Page 4 of 5 Make inquiries of management and external auditors concerning the adequacy of the company's system of internal controls. Advise management and the independent auditor that they are expected to provide a timely analysis of significant current financial reporting issues and practices. Advise financial management and the independent auditor to discuss with the Audit Committee their qualitative judgments about the appropriateness, not just the acceptability, of accounting principles and financial disclosure practices used or proposed to be adopted by the company. A report from the Audit Committee will be included in the annual proxy statement disclosing whether a written charter was adopted and, if so, a copy of the charter will be included at least every three years. In addition, the report must include the names of all committee members, and must include whether the committee: Reviewed and discussed the audited financial statements with management. Discussed with the auditors the matters requiring discussion by SAS 61, as amended. Received the written disclosures and letter from the auditors required by Independence Standards Board No. 1, and discussed with the auditors their independence. Based on the above, recommended to the full Board that the audited financial statements be included in the company's Annual Report on Form 10-K. Related Party Transactions Conduct an appropriate review of all related party transactions (i.e. transactions required to be disclosed pursuant to Securities and Exchange Commission Regulation S-K, Item 404) for potential conflict of interest situations prior to approval of such transactions. Funding The Company shall provide for appropriate funding of the Audit Committee, as determined by the Audit Committee for payment of: Compensation to any registered public accounting firm engaged for the purpose of preparing or issuing an audit report or performing other audit, reviews or attest services for the Company. Compensation to any advisors engaged by the Company as authorized under this Charter. Ordinary administrative expenses of the Audit Committee that is necessary or appropriate to carry out its duties.

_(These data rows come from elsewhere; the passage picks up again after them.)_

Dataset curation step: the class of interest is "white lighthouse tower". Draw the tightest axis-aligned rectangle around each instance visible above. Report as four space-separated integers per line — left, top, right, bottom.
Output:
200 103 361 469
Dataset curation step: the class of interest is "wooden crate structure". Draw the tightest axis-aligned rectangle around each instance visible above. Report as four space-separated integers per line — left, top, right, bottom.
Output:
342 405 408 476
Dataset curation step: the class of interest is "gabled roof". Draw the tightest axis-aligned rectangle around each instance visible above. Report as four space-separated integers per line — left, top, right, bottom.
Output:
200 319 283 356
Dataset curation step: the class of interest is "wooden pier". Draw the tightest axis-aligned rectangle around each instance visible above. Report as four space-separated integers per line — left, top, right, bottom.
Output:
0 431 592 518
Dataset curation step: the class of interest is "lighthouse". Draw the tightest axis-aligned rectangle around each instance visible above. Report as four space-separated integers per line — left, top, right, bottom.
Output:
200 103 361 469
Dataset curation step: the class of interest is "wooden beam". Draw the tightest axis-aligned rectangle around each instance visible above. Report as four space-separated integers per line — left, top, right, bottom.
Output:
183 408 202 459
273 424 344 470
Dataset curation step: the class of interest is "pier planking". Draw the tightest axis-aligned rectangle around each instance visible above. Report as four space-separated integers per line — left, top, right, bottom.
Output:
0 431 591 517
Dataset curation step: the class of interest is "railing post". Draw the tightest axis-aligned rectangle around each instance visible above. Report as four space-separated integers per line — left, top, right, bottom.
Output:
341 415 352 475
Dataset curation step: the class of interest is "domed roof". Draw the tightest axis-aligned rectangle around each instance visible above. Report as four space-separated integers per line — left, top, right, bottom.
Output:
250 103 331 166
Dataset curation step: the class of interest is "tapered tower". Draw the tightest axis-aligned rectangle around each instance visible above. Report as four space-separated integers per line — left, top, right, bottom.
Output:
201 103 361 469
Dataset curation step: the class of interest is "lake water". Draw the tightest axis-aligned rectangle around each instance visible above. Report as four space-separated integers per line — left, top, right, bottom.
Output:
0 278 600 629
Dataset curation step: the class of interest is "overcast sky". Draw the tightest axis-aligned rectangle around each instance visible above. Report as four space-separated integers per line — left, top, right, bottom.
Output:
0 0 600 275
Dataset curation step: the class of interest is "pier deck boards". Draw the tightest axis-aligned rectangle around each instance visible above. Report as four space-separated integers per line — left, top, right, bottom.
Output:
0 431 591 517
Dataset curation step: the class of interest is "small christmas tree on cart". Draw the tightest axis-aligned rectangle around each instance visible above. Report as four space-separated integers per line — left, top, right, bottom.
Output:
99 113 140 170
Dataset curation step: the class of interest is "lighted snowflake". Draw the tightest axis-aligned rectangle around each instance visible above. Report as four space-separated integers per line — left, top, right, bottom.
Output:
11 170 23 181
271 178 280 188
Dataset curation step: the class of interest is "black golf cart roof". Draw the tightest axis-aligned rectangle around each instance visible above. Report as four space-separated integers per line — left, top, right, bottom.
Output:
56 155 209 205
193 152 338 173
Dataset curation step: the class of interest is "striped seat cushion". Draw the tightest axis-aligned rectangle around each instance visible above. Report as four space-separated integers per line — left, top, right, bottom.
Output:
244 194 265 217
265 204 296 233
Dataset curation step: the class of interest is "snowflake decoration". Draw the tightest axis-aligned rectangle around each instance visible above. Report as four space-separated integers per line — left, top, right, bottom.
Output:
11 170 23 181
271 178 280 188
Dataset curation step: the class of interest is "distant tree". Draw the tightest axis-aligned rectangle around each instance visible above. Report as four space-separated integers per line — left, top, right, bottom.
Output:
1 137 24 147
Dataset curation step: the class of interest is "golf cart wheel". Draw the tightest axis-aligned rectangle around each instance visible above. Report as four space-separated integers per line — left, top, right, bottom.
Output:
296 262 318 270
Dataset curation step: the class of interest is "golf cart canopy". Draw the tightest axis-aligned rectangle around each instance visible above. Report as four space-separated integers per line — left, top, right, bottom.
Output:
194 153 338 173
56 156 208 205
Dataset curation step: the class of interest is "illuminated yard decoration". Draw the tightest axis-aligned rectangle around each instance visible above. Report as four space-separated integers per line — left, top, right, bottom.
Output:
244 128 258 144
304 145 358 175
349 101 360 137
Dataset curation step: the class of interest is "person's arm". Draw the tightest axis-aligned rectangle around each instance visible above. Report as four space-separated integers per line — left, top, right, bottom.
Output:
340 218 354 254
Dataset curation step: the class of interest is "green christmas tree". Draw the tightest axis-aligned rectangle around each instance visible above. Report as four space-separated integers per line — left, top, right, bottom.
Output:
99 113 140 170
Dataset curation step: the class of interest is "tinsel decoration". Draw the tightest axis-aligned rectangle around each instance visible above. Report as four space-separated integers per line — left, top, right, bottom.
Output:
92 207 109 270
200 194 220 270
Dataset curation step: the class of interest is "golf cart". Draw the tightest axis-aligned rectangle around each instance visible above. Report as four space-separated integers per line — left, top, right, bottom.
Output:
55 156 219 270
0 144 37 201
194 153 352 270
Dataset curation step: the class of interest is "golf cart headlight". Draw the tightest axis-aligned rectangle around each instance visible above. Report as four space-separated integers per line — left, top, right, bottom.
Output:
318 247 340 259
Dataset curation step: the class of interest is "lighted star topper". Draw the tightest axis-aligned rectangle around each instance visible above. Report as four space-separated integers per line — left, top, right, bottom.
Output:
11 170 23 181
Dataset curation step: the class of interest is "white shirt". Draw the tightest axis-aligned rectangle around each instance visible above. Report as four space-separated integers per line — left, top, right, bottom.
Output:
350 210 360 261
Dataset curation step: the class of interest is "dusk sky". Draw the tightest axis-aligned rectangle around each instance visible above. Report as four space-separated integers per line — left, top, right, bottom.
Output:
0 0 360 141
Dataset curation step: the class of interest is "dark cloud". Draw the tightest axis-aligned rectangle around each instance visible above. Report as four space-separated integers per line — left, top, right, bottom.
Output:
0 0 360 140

Page 5 of 5 Internal Control: Meetings This Audit Committee Charter has been amended and restated by the Board of Directors of HopFed Bancorp, Inc. as of March 17, 2004. The Audit Committee of the Board shall review and reassess this Charter annually and recommend any proposed changes to the Board for approval. The Audit Committee will meet at least four times annually. Additional meetings may occur more frequently as circumstances dictate. A quorum of at least 2 members of the Audit Committee must be present in order to conduct the business of the committee. If a quorum is not present, the meeting will be rescheduled.